Nail-biting stuff? The effect of N-acetyl cysteine on nail-biting.
Total years in practice: 3
July 01, 2009
Michael Berk, Sue Jeavons, Olivia M Dean, Seetal Dodd, Kirsteen Moss, Clarissa S Gama, Gin S Malhi
CNS Spectr. 2009 Jul;14(7):357-60. PMID: 19773711
Department of Clinical and Biomedical Sciences, University of Melbourne, Australia. [email protected]

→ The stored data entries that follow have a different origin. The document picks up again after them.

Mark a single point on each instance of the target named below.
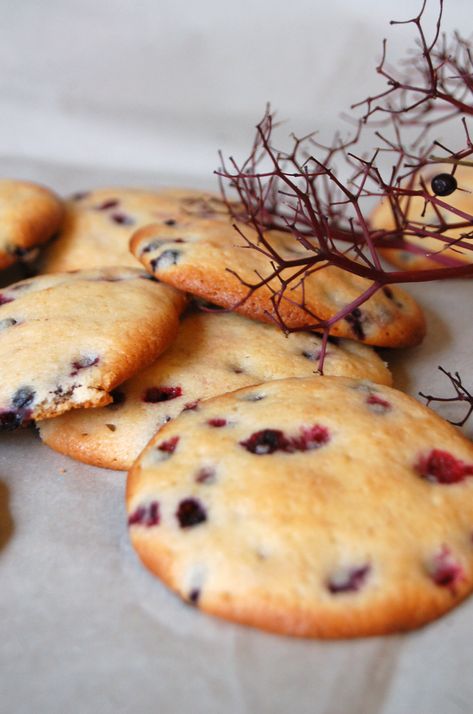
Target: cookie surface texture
(322, 507)
(98, 224)
(67, 340)
(196, 257)
(29, 215)
(213, 353)
(428, 218)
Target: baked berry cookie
(426, 217)
(197, 258)
(29, 215)
(98, 224)
(213, 353)
(323, 507)
(67, 340)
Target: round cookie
(426, 217)
(323, 507)
(213, 353)
(98, 224)
(196, 257)
(29, 215)
(67, 340)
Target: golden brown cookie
(195, 257)
(322, 507)
(427, 217)
(29, 215)
(98, 224)
(67, 340)
(213, 353)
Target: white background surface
(97, 92)
(161, 85)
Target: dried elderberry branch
(300, 192)
(438, 82)
(461, 395)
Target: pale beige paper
(84, 629)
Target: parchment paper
(85, 629)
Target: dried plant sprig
(302, 192)
(461, 395)
(436, 85)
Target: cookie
(323, 507)
(29, 215)
(213, 353)
(196, 257)
(67, 340)
(98, 224)
(427, 217)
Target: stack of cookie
(329, 506)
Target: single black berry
(190, 513)
(23, 398)
(444, 184)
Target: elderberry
(444, 184)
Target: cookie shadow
(6, 521)
(406, 363)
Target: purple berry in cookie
(23, 398)
(350, 580)
(206, 475)
(153, 395)
(109, 203)
(122, 219)
(377, 404)
(444, 570)
(312, 356)
(354, 319)
(118, 398)
(266, 441)
(311, 437)
(441, 467)
(190, 513)
(165, 260)
(217, 422)
(83, 363)
(147, 516)
(194, 596)
(169, 446)
(79, 196)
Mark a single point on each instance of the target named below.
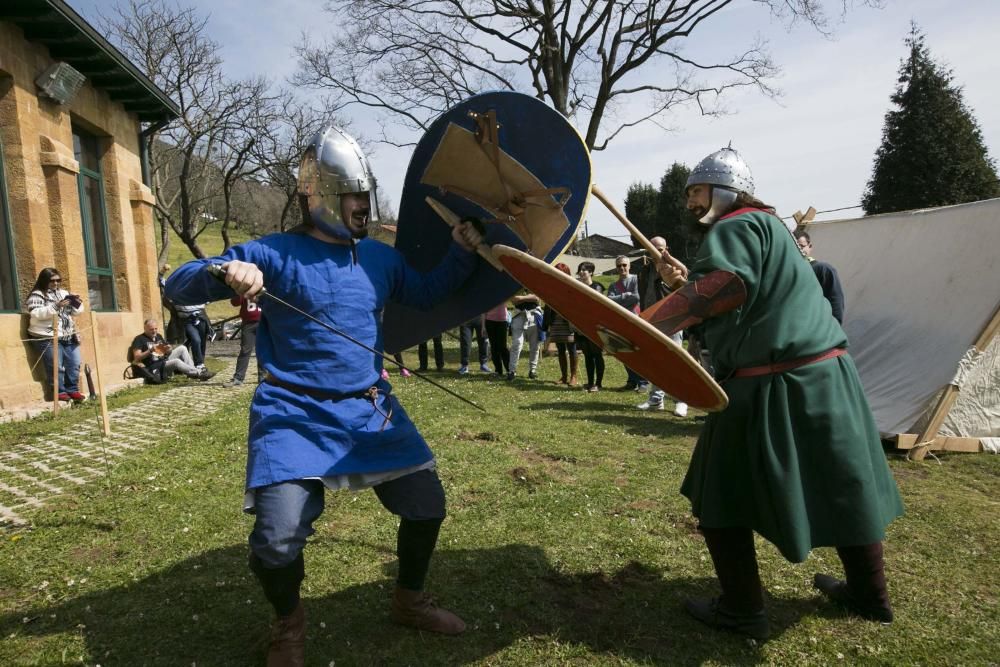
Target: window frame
(87, 140)
(8, 232)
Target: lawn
(567, 543)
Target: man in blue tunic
(323, 417)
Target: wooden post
(55, 364)
(634, 231)
(950, 394)
(100, 383)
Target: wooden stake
(55, 364)
(634, 231)
(950, 394)
(100, 383)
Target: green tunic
(796, 455)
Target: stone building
(72, 193)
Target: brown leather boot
(417, 610)
(288, 640)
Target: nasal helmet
(728, 174)
(334, 165)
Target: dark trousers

Functional Medicine, Naturopathic Medicine
N-acetyl cysteine (NAC) is a widely available nutraceutical with a variety of actions. As a precursor of cysteine and glutathione, it has antioxidant properties that may impact on mood and contribute to an effect on impulsivity and obsessive behaviour. Via its additional effect on glutamate via the cystine-glutamate exchange system, NAC has been shown to mediate impulsivity in preclinical models of addiction, reduce craving, and cue extinction. Further, by boosting glutathione, NAC acts as a potent antioxidant and has been shown in two positive, large-scale randomized placebo-controlled trials to affect negative symptoms in schizophrenia and depression in bipolar disorder. We describe three cases in which its actions specifically on nail-biting and associated anxiety may offer a potential treatment. The spontaneous findings are reported as part of an ongoing treatment trial examining the utility of NAC in bipolar disorder. Its actions, if robustly replicated, also point to potential treatment targets in glutathione or glutamate pathways in the brain.